Landmark Century Centre Cinema - Diversey Theater
by: chicago designslinger
[Landmark Century Centre Cinema - Diversey Theater (1925) Levy & Klein, architects /Image & Artwork: chicago designslinger]
Ninety-years ago theater owners offering what was then considered less high-brow entertainment like vaudeville and moving pictures, pulled-out all the stops when it came to building their theaters. What came to be described as palaces for the masses, they were certainly the closest most of the country's working class inhabitants would ever get to a palatial experience. Chicago was home to a handful of exhibitors who built some of the largest, most spectacular, over-the-top entertainment venues in the country, and the Diversey Theater on Clark Street just north of Diversey came trimmed with a visual overload of terra-cotta curly cues, and an elaborately decorated interior with an auditorium that could seat over 3,000 people.
[Landmark Century Centre Cinema - Diversey Theater, 2828 N. Clark Street, Chicago /Image & Artwork: chicago designslinger]
Real estate investor Fred Becklenberg got the ball rolling when he purchased a piece of property on the northwest corner of Clark and Diversey, where it meets-up with the triangular, traffic challenging intersection at Broadway. His plan was to build a hotel on the corner and he expanded his investment by acquiring the property to the north, where he would construct a theater. Becklenberg didn't know a thing about the entertainment business so he signed a lease with the Chicago-based vaudeville booking agency Jones, Linick & Schaefer, who operated the McVickers Theater in downtown Chicago. Architects Alexander Levy and William Klein were given a budget of $1,500,000 to design an eye-catching vaudeville house, with motion picture photo plays running in between the live acts. When the theater opened for business in the summer of 1925 matinees cost 25 cents and evening performances would set you back half-a-dollar.
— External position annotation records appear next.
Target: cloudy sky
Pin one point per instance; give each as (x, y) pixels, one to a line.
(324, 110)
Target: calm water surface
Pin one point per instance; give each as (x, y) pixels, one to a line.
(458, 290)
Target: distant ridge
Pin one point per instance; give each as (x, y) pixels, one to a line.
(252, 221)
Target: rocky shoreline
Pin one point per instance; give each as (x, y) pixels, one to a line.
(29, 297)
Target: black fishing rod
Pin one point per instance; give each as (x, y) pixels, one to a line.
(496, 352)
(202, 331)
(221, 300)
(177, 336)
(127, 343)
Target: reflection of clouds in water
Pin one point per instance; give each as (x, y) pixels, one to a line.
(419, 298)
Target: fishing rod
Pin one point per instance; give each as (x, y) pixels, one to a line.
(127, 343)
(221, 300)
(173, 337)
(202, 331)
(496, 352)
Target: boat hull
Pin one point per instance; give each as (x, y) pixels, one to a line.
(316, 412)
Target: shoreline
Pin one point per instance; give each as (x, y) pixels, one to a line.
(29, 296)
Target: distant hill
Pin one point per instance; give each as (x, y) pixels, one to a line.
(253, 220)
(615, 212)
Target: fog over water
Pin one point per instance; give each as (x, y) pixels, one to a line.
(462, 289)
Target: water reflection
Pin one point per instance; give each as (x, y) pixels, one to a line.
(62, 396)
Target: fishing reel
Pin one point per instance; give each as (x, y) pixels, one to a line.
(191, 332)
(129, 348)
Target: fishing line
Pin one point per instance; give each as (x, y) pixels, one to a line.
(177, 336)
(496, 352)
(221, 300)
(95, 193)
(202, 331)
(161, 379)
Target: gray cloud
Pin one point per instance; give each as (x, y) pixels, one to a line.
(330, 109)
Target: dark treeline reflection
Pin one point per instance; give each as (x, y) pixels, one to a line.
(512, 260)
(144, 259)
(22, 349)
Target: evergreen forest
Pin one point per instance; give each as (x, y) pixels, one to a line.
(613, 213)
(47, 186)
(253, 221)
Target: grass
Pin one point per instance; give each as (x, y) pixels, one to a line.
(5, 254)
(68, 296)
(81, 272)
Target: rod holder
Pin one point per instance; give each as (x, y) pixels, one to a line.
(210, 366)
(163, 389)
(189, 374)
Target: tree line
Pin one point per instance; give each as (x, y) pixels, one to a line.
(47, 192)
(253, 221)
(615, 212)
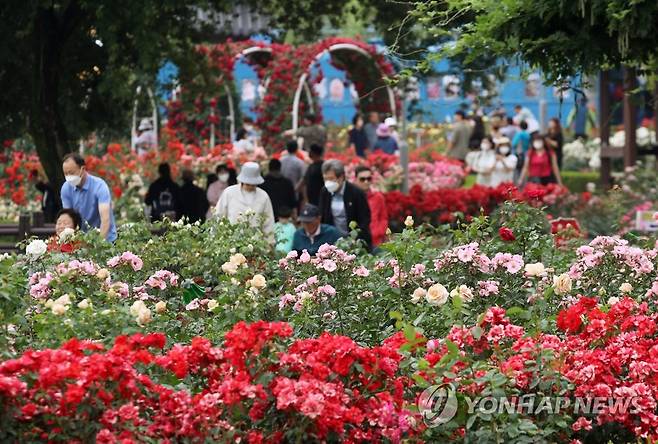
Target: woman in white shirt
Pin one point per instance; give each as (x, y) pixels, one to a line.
(483, 161)
(503, 170)
(246, 202)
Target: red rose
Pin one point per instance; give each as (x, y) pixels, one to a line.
(506, 234)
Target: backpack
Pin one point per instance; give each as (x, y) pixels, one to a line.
(164, 205)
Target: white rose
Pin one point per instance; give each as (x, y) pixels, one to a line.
(258, 281)
(64, 300)
(437, 295)
(535, 270)
(212, 305)
(160, 307)
(562, 284)
(418, 295)
(36, 248)
(137, 307)
(229, 268)
(59, 309)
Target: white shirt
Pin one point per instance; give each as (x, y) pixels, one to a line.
(482, 162)
(239, 205)
(504, 170)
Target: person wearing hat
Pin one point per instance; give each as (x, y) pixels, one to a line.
(245, 201)
(146, 137)
(384, 141)
(506, 161)
(392, 126)
(343, 204)
(313, 233)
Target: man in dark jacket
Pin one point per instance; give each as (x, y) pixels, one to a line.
(279, 188)
(313, 180)
(342, 203)
(163, 196)
(193, 199)
(313, 233)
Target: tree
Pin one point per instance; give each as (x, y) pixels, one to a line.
(562, 38)
(70, 67)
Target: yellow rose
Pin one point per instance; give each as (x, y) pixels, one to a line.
(160, 307)
(258, 281)
(562, 284)
(137, 307)
(238, 259)
(229, 268)
(103, 274)
(144, 316)
(58, 309)
(437, 295)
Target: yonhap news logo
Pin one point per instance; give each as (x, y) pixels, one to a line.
(438, 404)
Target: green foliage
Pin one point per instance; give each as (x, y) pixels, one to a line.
(561, 38)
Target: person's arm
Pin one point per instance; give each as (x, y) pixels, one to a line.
(221, 210)
(105, 209)
(67, 202)
(524, 171)
(268, 223)
(379, 215)
(363, 218)
(556, 169)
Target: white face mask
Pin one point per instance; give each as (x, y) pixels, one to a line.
(73, 179)
(332, 186)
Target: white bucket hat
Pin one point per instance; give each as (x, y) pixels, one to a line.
(250, 174)
(145, 124)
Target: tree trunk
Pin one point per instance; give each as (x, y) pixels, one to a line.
(46, 125)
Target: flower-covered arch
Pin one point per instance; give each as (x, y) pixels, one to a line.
(288, 73)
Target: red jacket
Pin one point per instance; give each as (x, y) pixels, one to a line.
(378, 217)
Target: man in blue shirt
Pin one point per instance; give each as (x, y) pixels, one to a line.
(313, 234)
(89, 196)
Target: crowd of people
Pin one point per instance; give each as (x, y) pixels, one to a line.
(302, 200)
(512, 150)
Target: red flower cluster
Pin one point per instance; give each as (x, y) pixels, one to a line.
(258, 387)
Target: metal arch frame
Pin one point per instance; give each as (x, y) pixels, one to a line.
(303, 84)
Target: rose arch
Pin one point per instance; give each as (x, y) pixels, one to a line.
(206, 109)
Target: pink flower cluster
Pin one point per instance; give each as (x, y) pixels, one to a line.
(160, 279)
(638, 260)
(126, 258)
(39, 285)
(471, 254)
(84, 267)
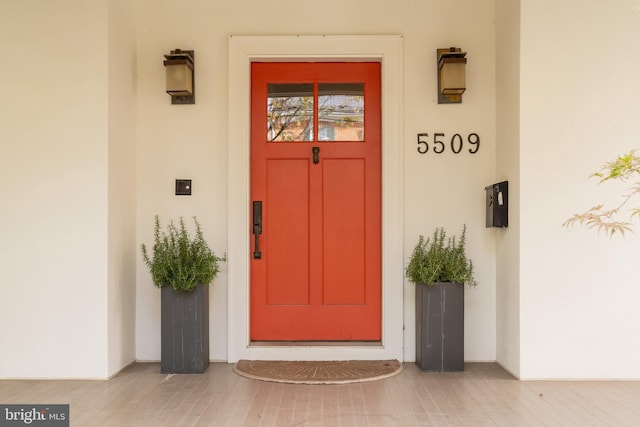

[Landmark Century Centre Cinema - Diversey Theater, Clark Street, Chicago /Image & Artwork: chicago designslinger]
Jones, Linick & Schaefer hosted acts on the Orpheum circuit but pulled-out of the Diversey when the building was leased to Marks Brothers, a local motion picture distributorship. By the early 1930s Marks Brothers tenure gave way to movie exhibitors Balaban & Katz, who owned and ran some of the most prominent picture palaces in the city. At the time Chicago was getting ready to host the Art Deco spectacular that went by the name of the Century of Progress World's Fair. Taking a cue from the Fair's title, B&K changed the name of the Diversey to The Century and updated the interior with an Art Deco flair. Unfortunately, even by the time that B&K took over the Diversey the handwriting was on the wall for these peoples palaces, the Great Depression and the advent of radio were beginning to take a toll on movie admissions. Then came the post-war suburban housing boom, a television in every living room, and by the 1970s, running an old, and now rundown movie house with 3,000 seats was economically challenging even under the best of circumstances.
[Landmark Century Centre Cinema - Diversey Theater, Chicago /Image & Artwork: chicago designslinger]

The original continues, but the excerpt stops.